One of the three deacons who was to be ordained a priest of the Catholic Church in Nicaragua this Saturday, July 27, reported the cancellation of the ordination Mass, which is due to an order from the Daniel Ortega dictatorship.
Deacon Wendel Fuentes Chavarria shared a note on 26 July, Friday that he reported the event’s cancellation, a text published by the Nicaraguan newspaper Mosaico. Along with him, Kelin José Martínez Rayo and Ervin Joel Hernández Umanzor were also to be ordained priests.
All three belong to the diocese of Estelí, which has not had a bishop since 2021 and where the Bishop of Matagalpa, Monsignor Rolando Álvarez, was appointed Apostolic Administrator.
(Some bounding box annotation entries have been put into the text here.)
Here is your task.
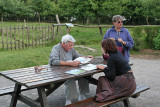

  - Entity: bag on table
[102,47,125,60]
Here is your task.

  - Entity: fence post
[14,26,17,50]
[10,26,13,50]
[6,27,8,50]
[1,24,4,49]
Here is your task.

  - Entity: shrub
[153,29,160,50]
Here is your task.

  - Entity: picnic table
[0,58,106,107]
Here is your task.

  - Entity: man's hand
[97,65,105,70]
[118,38,126,45]
[69,61,81,66]
[109,38,116,41]
[87,55,93,60]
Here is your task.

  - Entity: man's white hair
[61,34,76,43]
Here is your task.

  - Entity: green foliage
[132,27,146,51]
[153,28,160,50]
[144,26,159,48]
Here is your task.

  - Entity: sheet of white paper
[74,57,91,64]
[65,69,85,75]
[81,64,97,71]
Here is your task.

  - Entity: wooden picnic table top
[0,58,105,88]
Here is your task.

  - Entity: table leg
[35,81,65,102]
[37,87,48,107]
[10,84,21,107]
[84,75,98,85]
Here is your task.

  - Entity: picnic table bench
[65,84,149,107]
[0,59,149,107]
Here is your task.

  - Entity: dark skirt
[95,73,136,102]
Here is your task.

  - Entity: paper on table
[74,57,91,64]
[65,69,85,75]
[81,64,97,71]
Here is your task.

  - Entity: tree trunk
[1,14,3,24]
[146,16,149,25]
[86,16,89,25]
[38,13,41,26]
[95,12,103,35]
[24,19,26,27]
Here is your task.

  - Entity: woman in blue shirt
[103,15,134,62]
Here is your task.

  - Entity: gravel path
[0,57,160,107]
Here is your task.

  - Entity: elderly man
[49,34,93,105]
[103,15,134,62]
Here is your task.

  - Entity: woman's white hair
[112,15,123,22]
[61,34,76,43]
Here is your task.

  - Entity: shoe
[78,94,86,101]
[65,100,72,105]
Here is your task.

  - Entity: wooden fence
[0,26,54,50]
[0,24,76,50]
[0,24,158,50]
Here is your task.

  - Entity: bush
[153,29,160,50]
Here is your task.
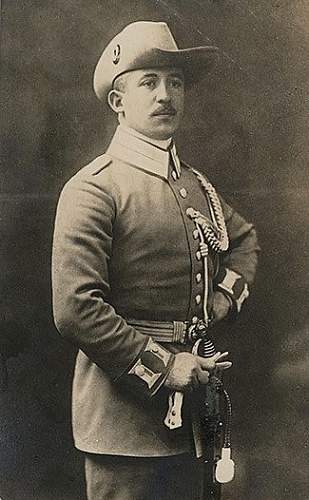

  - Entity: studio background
[0,0,309,500]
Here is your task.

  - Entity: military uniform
[53,19,257,500]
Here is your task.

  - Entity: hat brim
[99,46,219,100]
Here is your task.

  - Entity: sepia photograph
[0,0,309,500]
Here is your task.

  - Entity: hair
[113,73,128,92]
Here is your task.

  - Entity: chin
[152,127,176,141]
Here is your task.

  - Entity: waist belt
[127,319,189,344]
[127,319,212,344]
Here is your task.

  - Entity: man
[53,22,257,500]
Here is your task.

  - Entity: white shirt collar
[106,125,176,179]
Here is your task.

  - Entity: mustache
[151,104,176,116]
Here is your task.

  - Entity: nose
[157,80,171,102]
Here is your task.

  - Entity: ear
[107,89,123,115]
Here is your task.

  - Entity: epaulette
[91,154,112,175]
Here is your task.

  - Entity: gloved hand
[165,352,232,392]
[212,292,233,323]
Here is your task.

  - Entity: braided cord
[191,168,229,253]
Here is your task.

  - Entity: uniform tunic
[53,127,258,457]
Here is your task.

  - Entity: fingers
[197,352,232,371]
[216,361,233,370]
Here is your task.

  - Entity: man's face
[112,68,184,140]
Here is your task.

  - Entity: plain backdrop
[0,0,309,500]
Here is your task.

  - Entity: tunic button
[193,229,199,240]
[172,170,177,181]
[134,365,145,377]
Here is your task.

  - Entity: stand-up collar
[106,126,171,179]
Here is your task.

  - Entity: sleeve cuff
[216,268,249,313]
[118,338,175,398]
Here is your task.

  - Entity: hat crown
[93,21,216,100]
[115,21,178,51]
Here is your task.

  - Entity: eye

He was kidnapped by the dictatorship, prevented from leaving his home, sentenced to 26 years in prison, imprisoned and finally deported to Rome in January of this year, where he now lives in exile.
“With a heart full of hope, joy and spiritual health, I want to inform you that the priestly ordination of this unworthy servant of the Lord has been cancelled for reasons that are still unclear, but which are external to our ecclesial life,” explains Deacon Wendel Fuertes in his note.
“I encourage you to continue praying for priestly vocations. We hope that God will soon allow us to serve this diocese more and better as priests,” the text adds.
A Mosaico article from July 25 indicates that “an ecclesiastical source” informed them of the cancellation of the ordination following the order from the local police.
“Only the police arrived to see Father Frutos (Valle Salmerón —administrator ‘Ad Omnia’ of the Diocese of Estelí— to tell him that the ordination was not authorized,” said the source.
In January 2023 and in the forced absence of Bishop Álvarez, who at that time was under house arrest, Fr. Frutos Constantino Valle Salmerón (79) was appointed administrator ad omnia of the diocese of Estelí, to ensure the administrative management and assets of the local Church.
The Mass of priestly ordination this Saturday was to be presided over by Monsignor Carlos Herrera, Bishop of Jinotega and president of the Episcopal Conference of Nicaragua, who last week had celebrated the first priestly and diaconal ordination in the diocese of Matagalpa, after the exile of Monsignor Álvarez.
Since 2018, the dictatorship of Daniel Ortega and his wife and vice president, Rosario Murillo, has intensified the persecution against the Catholic Church.
In October 2023, Nicaraguan researcher and lawyer Martha Patricia Molina presented the fourth instalment of her report Nicaragua: A Persecuted Church? , which reports 667 attacks and aggressions against the Catholic Church in Nicaragua.
Molina has announced that the fifth instalment of the report will take place on 15 August.